We are excited to announce that we recently opened up registration for the 2022 State of Reform Federal Health Policy Conference. The event is coming up on February 17 and will be fully virtual, allowing attendees from across the country to participate!

This conference will feature conversations on federal health policy, innovations in the state-federal relationship, and learning labs for state-level successes. We’ll release our Topical Agenda for the event next week, but if you already know that you want to join us, you can register here.

Emily Boerger
State of Reform


1. Q&A: Rep. Nosse discusses 2022 priorities

Rep. Rob Nosse serves as vice chair of the House Interim Committee on Behavioral Health and as co-chair of the Ways & Means Interim Subcommittee on Human Services. In this Q&A, Nosse discusses the priority issues and bills he expects to see in the upcoming legislative session.

Nosse says workforce support, Medicaid redetermination, primary care, and public health will all be important issues in the short session. He also says investments in the behavioral health workforce will be top of mind. “We’re working on bills to try to provide some additional financial resources to behavioral health providers and employers so that we can keep a workforce and attract people. We made a lot of long-term investments, but we don’t have anything short-term to get people paid better in this sector.”

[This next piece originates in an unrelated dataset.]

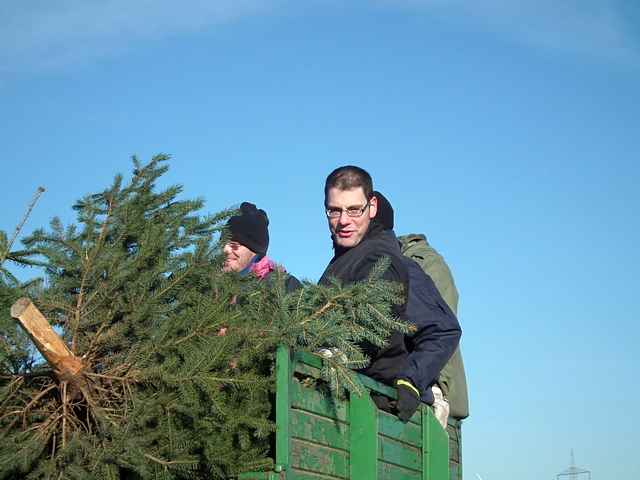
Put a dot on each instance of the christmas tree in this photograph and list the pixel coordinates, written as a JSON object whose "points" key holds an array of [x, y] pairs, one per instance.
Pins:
{"points": [[168, 362]]}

2. Public comment period open for draft 1115 waiver

OHA opened the public comment period for the state’s draft 1115 waiver renewal application last week, signaling the latest step forward in the state’s effort to reform the Oregon Health Plan. The new waiver, which would be in effect from 2022-2027, focuses on improving health equity within Medicaid through proposals like increased flexibility for CCOs to invest in community health, and expanded benefits for American Indian/Alaska Native OHP members so that Tribal-based practices are considered covered services.

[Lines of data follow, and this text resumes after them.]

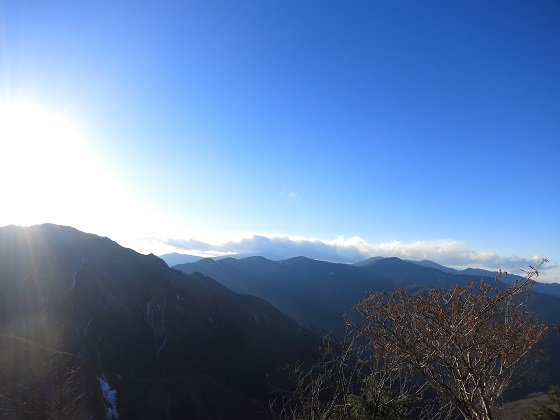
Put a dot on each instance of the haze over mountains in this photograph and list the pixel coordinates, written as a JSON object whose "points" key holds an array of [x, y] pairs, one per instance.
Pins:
{"points": [[132, 338], [171, 345]]}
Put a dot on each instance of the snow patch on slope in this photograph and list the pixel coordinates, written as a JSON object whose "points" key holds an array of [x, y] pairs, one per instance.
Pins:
{"points": [[110, 398]]}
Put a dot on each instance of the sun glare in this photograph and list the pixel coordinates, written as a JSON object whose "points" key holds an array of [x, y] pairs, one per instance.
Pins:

The public comment period will run through Jan. 7 and details on comment submission are available here. The feedback will then be used to revise the draft and prepare it for final submission to CMS in February 2022.


3. Lawmakers allocate millions to housing & homelessness in 2nd special session

Monday’s special session saw the passage of several pieces of legislation that aim to extend housing protections, offer relief to those impacted by wildfires and drought, and support affordable housing and homeless supports. SB 891 extends protections for renters who have rental assistance on the way, and SB 5561 includes a $215 million package to provide additional rental assistance and speed up the processing of applications.

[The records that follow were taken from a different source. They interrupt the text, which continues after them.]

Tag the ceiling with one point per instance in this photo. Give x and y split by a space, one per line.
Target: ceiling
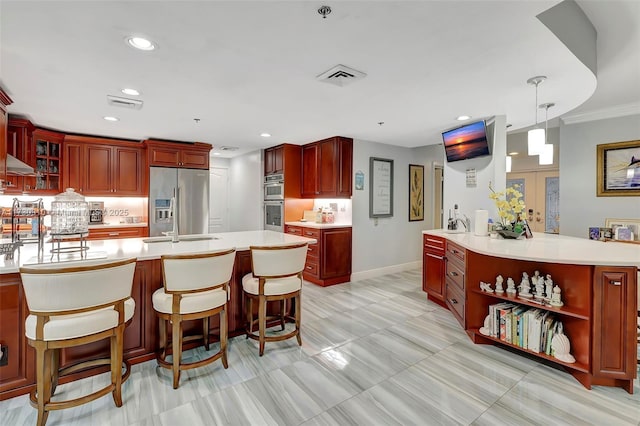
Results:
242 68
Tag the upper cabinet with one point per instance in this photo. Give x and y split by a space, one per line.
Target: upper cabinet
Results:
48 150
177 154
99 167
327 167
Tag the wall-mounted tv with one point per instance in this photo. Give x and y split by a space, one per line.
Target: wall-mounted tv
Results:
465 142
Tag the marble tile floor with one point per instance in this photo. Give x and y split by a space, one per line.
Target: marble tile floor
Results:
375 352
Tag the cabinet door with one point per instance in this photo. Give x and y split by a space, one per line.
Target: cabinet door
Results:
614 322
73 170
194 159
99 169
335 252
128 174
310 155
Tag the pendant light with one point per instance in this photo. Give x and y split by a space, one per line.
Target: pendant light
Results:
546 153
535 137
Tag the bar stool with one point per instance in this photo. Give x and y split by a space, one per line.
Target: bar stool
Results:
276 276
74 305
195 287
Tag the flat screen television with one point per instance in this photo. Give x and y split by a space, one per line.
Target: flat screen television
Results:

SB 5561 also includes a $100 million drought relief package, $18 million to help Afghan refugees in the state find housing, education, and job training, and $1 million each for 14 different cities to address housing insecurity and homelessness. The bill also includes $2 million to create and implement a program aimed at improving public safety and addressing rising youth violence in East Multnomah County.

4. DCBS releases latest drug price transparency report

DCBS released the Prescription Drug Price Transparency Program’s 2021 annual report yesterday, offering a detailed look at prescription drug pricing and price increases that have taken place since the last report was released. During a preview of the report last week, DCBS noted that 193 new high-cost drugs have been reported this year and 71 drugs have reported annual price increases.

The highest price was for a cancer therapy called Abecma, which costs $419,500. The average price increase was +27% for generics and +13% for brand name drugs. The largest reported increase was a 778% jump for a generic drug from Nostrum Labs.


5. Report details health equity data in OR

A recent study from the Commonwealth Fund finds Oregon is one of just six states that rank above average in health care for all measured racial/ethnic groups. Despite these positive rankings, the data makes it clear that disparities still exist.

While Oregon’s health care system ranked above the national average for Latinx/Hispanic people (51st percentile) and AANHPI groups (73rd percentile), they were still significantly lower than the ranking for the white population (77th percentile). The full report includes data on 24 different health indicators with rankings based on health outcomes, health care access, and quality of services.